Effect of Rearing Conditions on Stress-Induced Modulation of Visceral Responses to Noxious Visceral Stimuli

To determine the effect of rearing conditions on stress-induced modulation of visceral nociception in adult animals, CRD was performed at baseline, immediately following 1 h of WA stress, and 24 h after the acute stressor (day 2). In MS180 rats (n = 55 pups from 9 litters), WA resulted in an acute 16% increase in VMR (1.16 ± 0.05). In contrast, H rats (n = 24 pups from 3 litters) showed a significant 20% decrease in VMR immediately after WA (0.80 ± 0.06, P < 0.05). There was no statistically significant change in VMR in NH rats (n = 18 pups from 3 litters; 0.90 ± 0.08) immediately after WA. The difference in VMR immediately after WA between MS180 and both NH and H rats was statistically significant (P < 0.05; Fig. 2). On day 2, both MS180 and NH rats showed a robust increase in VMR (1.53 ± 0.08 and 1.35 ± 0.15, respectively). In contrast, there was no significant change in H rats (1.07 ± 0.10). The difference in VMR between MS180 and H rats was significant (P < 0.05).

Fig. 2.

Visceromotor response (VMR). The VMR to CRD in MS180 (n = 55), no handling (NH; n = 18), and handling (H; n = 24) rats immediately after water avoidance (WA) and on day 2 is shown. Ratios were calculated for each rat by dividing the area under the curve (AUC) of the poststress measurement by the AUC of baseline. Immediately after WA, MS180 rats showed a significant increase in VMR. In contrast, H rats exhibited a significant decrease. Post hoc comparisons revealed a significant difference between MS180 and both NH and H rats. On day 2, both MS180 and NH rats showed a significant increase in VMR. There was a significant difference between MS180 and H rats. *P < 0.05 compared with 1. #P < 0.05 compared with NH and H rats at post-WA. **P < 0.05 compared with H rats on day 2.

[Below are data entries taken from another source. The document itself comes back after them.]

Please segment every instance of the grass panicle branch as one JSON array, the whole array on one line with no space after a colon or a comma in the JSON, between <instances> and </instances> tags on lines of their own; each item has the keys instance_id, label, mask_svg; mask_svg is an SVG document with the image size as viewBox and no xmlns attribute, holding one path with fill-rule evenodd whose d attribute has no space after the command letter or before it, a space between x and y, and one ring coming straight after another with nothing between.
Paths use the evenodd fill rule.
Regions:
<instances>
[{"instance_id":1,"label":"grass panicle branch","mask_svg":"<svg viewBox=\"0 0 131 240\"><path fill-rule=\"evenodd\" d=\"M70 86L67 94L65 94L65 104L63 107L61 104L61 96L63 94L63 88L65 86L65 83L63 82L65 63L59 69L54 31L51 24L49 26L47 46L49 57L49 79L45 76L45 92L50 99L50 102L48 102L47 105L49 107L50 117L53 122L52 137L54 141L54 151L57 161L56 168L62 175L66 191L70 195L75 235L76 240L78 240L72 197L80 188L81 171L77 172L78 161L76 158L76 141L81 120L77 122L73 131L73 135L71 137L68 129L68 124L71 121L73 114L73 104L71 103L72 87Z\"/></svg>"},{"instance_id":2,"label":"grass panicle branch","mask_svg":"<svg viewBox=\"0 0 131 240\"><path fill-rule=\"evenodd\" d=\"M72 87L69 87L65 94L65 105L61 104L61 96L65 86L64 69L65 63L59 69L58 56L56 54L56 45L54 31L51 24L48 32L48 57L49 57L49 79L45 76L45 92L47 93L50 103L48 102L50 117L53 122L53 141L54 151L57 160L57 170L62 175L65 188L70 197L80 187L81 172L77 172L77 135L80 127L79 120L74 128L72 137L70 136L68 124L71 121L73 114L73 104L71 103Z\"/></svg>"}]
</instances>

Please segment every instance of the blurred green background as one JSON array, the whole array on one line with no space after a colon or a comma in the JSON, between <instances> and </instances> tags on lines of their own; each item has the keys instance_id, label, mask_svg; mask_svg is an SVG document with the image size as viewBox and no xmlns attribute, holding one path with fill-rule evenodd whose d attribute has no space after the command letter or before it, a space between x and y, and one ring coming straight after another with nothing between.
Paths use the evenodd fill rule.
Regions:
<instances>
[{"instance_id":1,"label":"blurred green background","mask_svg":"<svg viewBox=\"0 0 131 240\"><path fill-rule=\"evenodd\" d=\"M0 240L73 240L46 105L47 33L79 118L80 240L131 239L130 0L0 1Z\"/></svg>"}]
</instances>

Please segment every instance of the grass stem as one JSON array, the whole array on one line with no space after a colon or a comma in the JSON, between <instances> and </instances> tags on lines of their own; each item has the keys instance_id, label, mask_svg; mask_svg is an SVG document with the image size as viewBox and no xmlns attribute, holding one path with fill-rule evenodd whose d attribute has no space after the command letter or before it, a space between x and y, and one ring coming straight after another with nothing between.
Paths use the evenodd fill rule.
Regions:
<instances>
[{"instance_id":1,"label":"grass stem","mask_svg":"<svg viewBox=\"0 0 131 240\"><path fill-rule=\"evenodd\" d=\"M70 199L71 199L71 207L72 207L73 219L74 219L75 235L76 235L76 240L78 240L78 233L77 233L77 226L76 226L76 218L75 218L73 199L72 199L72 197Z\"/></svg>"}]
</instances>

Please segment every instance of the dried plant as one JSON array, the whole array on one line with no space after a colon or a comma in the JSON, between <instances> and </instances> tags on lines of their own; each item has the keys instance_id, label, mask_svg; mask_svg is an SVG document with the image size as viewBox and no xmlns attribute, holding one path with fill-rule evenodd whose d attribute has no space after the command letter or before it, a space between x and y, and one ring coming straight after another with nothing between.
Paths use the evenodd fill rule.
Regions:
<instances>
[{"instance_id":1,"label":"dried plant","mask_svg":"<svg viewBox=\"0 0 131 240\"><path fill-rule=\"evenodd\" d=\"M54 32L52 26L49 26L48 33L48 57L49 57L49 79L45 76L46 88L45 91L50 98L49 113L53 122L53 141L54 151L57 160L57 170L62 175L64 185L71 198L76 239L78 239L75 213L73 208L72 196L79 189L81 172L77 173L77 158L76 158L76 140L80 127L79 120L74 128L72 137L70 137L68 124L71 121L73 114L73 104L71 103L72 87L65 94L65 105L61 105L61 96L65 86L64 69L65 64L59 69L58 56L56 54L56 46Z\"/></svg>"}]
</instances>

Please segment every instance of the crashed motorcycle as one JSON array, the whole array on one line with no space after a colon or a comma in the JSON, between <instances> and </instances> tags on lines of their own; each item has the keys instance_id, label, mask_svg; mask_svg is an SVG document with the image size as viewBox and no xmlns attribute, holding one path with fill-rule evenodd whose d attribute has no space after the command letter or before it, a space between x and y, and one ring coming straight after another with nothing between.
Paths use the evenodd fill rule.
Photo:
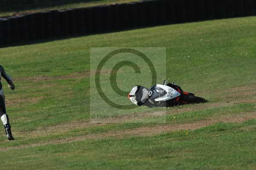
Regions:
<instances>
[{"instance_id":1,"label":"crashed motorcycle","mask_svg":"<svg viewBox=\"0 0 256 170\"><path fill-rule=\"evenodd\" d=\"M164 80L162 85L157 85L148 89L140 85L134 87L128 98L138 106L152 107L170 107L180 105L205 103L209 101L186 92L174 83L167 84Z\"/></svg>"}]
</instances>

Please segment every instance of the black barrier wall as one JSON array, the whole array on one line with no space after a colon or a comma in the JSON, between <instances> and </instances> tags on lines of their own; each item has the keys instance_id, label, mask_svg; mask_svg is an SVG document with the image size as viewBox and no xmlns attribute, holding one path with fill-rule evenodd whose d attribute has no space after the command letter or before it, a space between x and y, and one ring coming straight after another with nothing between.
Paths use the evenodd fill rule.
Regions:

Interindividual Differences in Stress-Induced Modulation of VMR

To determine interindividual differences in SIVH among the three rearing groups, we determined the percentage of animals in each group that showed either hyperalgesia or hypoalgesia in response to the acute WA stress. Sixty-four percent (35 of 55) of MS180 rats exhibited an increase in VMR (ratio of >1) immediately after WA, consistent with acute SIVH (Table 1). In contrast, 83% (20 of 24) of H rats developed a decrease in VMR (ratio of <1) immediately after WA, consistent with stress-induced visceral hypoalgesia. Seventy-six percent (42 of 55) of MS180 rats and 55% (7 of 18) of NH rats developed an increase in VMR on day 2, consistent with delayed SIVH.

View this table:
Table 1.

Effect size of acute and delayed SIVH in MS180, NH, and H rats

Stress-Induced Fecal Pellet Output/Colonic Motility Changes

Stress-induced increases in colonic motility, mediated by central CRF1R, have been reported in rat models of stress (30, 55). To determine whether differences in stress responsiveness in the adult rat are also reflected in differences in stress-induced colonic motility, we evaluated the effect of 10 min restraint stress on fecal pellet output in MS180 (n = 70 pups from 9 litters), NH (n = 23 pups from 3 litters), and H (n = 38 pups from 3 litters) rats. Post hoc comparisons indicated that restraint stress increased fecal pellet output 35% in MS180 compared with H rats (4.2 ± 0.2 vs. 3.1 ± 0.3, P < 0.05; Fig. 3). In contrast, there was no significant difference between MS180 and NH rats (3.8 ± 0.4).

Fig. 3.

Stress-induced colonic motility. Fecal pellet output after 10 min of restraint stress in MS180 (n = 71), NH (n = 23), and H (n = 38) rats is shown. MS180 rats expelled significantly more fecal pellets than H rats in response to restraint stress. *P < 0.05 compared with NH rats.

Anxiety-Like Behavior

At 6 wk of age, rats were exposed to the open-field test (1). The number of grid-line crossings in the dark and the light periods was recorded.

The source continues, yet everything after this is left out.